Framework to Enable Verification of Upfront Collection of Margins from Clients in Commodity Derivatives Segment

In the context of the framework to enable verification of upfront collection of margins from clients in cash and derivatives segments, the Securities and Exchange Board of India (SEBI) issued a circular (SEBI/HO/MRD2/DCAP/CIR/P/2020/127) dated July 20, 2020 and the Indian Clearing Corporation Ltd. (ICCL) issued a circular (20200722-28) dated July 22, 2020.

A notice (20200918-41) dated September 18, 2020 drew the attention of members to the above-mentioned circulars and notified that the below-mentioned procedure will be followed w.r.t. upfront margin in the commodity derivative segment from October 1, 2020.

1. The ICCL is required to send at least 4 snapshots of client-wise margin requirement to Trading Members (TMs) or Clearing Members (CMs), so they can know the intraday margin requirement per client, TM, or Custodial Participant (CP) in each segment.

2. These snapshots are to be taken randomly in pre-defined periods of time. And the last snapshot will be taken at 5PM.

3. The details of the peak margin requirements of clients, TMs and CPs, as based on the intraday snapshots taken, are to be provided to TMs or CMs in the files as mentioned in the annexures (the notice comes with an annexure).
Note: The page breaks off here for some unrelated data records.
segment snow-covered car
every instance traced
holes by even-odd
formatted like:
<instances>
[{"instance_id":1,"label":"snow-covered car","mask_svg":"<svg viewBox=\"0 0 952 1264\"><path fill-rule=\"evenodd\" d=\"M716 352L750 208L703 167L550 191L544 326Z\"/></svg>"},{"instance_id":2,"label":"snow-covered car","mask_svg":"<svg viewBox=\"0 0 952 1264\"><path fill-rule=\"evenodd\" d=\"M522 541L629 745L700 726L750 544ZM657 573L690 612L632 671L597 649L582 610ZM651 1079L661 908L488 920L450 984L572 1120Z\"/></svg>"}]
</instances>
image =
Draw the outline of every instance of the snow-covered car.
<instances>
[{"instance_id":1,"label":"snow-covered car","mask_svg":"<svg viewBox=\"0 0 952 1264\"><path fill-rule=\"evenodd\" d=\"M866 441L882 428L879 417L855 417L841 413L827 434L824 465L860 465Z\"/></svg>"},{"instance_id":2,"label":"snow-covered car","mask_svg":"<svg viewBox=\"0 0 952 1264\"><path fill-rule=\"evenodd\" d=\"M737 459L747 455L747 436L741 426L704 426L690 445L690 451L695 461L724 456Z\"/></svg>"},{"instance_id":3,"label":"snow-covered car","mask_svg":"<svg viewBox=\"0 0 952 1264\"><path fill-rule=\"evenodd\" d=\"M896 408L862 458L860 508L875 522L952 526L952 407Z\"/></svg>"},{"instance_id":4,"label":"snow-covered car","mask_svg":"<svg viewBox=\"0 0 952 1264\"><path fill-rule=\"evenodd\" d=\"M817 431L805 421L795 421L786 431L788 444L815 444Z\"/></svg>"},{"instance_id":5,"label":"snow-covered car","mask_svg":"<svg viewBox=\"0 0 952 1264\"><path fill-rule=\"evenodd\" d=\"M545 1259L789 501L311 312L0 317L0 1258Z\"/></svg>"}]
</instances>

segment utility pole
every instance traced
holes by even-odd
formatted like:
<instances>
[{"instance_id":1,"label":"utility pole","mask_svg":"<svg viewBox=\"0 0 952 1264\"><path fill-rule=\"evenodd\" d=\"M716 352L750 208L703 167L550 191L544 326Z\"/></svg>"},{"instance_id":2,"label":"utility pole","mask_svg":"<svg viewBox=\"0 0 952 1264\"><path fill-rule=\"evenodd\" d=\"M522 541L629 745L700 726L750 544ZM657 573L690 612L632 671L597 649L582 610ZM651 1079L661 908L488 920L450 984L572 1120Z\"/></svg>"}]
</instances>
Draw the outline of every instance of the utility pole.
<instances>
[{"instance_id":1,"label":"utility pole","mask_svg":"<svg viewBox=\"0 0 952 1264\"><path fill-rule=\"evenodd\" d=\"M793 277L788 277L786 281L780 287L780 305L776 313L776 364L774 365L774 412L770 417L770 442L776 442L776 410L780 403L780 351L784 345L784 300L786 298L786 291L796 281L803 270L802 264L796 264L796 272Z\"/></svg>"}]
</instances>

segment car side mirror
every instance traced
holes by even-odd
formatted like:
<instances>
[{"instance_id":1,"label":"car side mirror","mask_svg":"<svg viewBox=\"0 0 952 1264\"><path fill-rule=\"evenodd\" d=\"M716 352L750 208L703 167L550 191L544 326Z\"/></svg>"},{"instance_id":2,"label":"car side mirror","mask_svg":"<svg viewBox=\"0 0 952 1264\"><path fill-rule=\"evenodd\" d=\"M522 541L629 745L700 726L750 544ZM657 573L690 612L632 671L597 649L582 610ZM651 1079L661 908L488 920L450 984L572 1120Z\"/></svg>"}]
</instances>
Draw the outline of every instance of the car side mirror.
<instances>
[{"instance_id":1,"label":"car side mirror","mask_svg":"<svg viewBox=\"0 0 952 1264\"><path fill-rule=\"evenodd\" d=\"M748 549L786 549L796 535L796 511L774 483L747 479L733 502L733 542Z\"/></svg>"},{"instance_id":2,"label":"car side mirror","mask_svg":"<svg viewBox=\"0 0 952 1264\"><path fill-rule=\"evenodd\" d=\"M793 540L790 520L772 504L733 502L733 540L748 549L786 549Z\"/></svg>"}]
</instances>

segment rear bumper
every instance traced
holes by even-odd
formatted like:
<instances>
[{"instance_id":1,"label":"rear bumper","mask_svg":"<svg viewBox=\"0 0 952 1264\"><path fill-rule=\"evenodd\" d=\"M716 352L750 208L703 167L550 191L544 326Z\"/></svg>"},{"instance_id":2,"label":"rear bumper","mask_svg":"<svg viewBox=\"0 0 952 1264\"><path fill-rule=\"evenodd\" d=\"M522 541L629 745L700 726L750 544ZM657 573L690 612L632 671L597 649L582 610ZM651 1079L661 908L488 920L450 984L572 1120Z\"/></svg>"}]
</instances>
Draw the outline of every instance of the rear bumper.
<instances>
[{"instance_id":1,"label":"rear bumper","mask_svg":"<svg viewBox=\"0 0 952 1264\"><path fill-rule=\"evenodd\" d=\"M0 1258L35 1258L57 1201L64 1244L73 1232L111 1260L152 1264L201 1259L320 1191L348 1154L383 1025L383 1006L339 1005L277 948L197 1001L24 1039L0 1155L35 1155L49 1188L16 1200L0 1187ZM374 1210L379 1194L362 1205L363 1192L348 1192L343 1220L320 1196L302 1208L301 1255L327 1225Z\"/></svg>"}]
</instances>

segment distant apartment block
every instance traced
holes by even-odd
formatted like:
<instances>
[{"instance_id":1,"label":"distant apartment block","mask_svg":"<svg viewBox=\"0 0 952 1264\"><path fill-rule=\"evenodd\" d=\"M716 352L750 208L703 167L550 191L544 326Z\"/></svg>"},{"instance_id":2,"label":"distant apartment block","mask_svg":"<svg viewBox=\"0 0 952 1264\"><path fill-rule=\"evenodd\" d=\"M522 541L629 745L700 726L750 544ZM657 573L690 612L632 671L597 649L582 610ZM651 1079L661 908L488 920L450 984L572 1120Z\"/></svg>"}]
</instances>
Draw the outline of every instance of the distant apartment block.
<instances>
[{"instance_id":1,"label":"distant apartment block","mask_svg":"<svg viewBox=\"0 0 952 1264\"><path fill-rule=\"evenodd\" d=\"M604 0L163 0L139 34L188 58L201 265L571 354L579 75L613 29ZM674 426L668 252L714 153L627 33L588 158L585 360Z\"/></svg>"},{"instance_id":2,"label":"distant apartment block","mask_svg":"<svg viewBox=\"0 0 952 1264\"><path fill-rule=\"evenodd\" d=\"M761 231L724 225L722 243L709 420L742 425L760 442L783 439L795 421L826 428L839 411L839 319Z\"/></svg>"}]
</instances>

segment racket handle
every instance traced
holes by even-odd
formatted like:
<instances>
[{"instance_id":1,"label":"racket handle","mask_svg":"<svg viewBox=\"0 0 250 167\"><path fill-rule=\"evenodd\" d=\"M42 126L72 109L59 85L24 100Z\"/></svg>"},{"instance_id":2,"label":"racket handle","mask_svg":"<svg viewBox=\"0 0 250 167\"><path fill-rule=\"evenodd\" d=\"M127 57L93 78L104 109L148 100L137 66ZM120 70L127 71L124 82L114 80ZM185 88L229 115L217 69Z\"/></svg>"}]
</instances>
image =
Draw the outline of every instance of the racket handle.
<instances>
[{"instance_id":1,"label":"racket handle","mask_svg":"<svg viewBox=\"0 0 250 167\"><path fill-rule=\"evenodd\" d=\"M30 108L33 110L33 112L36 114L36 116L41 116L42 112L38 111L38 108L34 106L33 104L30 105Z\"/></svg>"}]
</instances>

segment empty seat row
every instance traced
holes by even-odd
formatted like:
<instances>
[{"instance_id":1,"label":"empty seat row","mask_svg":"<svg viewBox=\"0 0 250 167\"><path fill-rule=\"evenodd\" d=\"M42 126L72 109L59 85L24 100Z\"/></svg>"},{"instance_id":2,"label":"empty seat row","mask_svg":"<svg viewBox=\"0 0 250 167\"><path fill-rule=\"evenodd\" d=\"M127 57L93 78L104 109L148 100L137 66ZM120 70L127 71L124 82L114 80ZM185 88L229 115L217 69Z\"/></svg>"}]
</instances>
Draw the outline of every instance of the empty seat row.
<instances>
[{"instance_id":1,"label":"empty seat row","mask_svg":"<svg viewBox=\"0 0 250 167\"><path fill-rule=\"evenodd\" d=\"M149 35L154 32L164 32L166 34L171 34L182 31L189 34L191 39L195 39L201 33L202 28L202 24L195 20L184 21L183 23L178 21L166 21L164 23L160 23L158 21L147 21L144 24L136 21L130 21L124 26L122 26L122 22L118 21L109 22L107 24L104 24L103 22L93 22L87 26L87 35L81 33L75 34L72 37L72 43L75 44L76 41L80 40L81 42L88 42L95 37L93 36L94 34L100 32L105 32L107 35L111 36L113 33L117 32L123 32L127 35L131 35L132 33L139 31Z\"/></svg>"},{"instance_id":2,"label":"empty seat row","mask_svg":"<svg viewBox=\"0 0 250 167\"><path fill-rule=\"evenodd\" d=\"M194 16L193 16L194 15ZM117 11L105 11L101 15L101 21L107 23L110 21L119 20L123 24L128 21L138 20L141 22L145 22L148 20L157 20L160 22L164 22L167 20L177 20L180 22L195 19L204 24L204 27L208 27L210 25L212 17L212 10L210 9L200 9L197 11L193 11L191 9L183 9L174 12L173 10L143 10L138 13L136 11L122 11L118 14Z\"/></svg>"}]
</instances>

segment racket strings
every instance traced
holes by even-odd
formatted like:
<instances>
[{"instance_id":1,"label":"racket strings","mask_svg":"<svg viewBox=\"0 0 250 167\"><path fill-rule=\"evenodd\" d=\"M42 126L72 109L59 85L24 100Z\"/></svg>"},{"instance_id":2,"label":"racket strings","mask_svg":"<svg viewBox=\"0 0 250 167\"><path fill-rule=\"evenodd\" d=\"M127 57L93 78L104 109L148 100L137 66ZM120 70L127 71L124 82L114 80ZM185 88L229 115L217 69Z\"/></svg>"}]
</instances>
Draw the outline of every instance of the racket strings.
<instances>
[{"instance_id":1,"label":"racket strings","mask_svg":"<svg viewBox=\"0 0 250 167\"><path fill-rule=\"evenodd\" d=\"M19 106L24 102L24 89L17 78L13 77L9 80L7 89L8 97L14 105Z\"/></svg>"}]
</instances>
4. The EOD margin files are also to be provided to TMs or CMs as per the details mentioned in the attached annexures.

5. Based on the margin files provided by ICCL, members are required to report the margin collected from each of client, TM, or CP as the case may be at EOD. Members also need to report the peak margin collected during the day.

6. The margins reported by members shall be compared in following manner:

     a) The EOD margin obligation of the client, TM or CP shall be compared with the respective client, TM, or CP margin available with the TM or CM at EOD.

     b) The peak margin obligation of the client, TM, or CP across the snapshots shall be compared with the respective client, TM, CP peak margin available with the TM or  CM during the day.

7. The shortfalls, if any, in (a) and (b) above shall then be compared, and the higher of those two shortfalls will be considered for levying penalty.

8. The peak margin obligation will be adopted in phased manner across 5 phases, as given below.

Phase No.        Effective date of         Percentage of peak margin comparison
                   phase implementation      with the respective client peak margin 
                                                                 available with the TM/CM

Phase 1        October 01, 2020                    Not applicable
Phase 2        December 01, 2020                       25%
Phase 3        March 01, 2021                              50%
Phase 4        June 01. 2021                                75%
Phase 5       September 01, 2021                      100%

9. Any shortfall in the collection of margins (as mentioned in point 6 and 7 above) is to be calculated by taking into consideration the phased adoption of peak margin obligations.

10. Accordingly, during the period of phased adoption, the member should be able to demonstrate that the balance peak margin obligation has been funded from the member’s own funds, and not from any other client.

11. The changes in margin file formats and reporting formats as annexed shall be effective from October 1, 2020.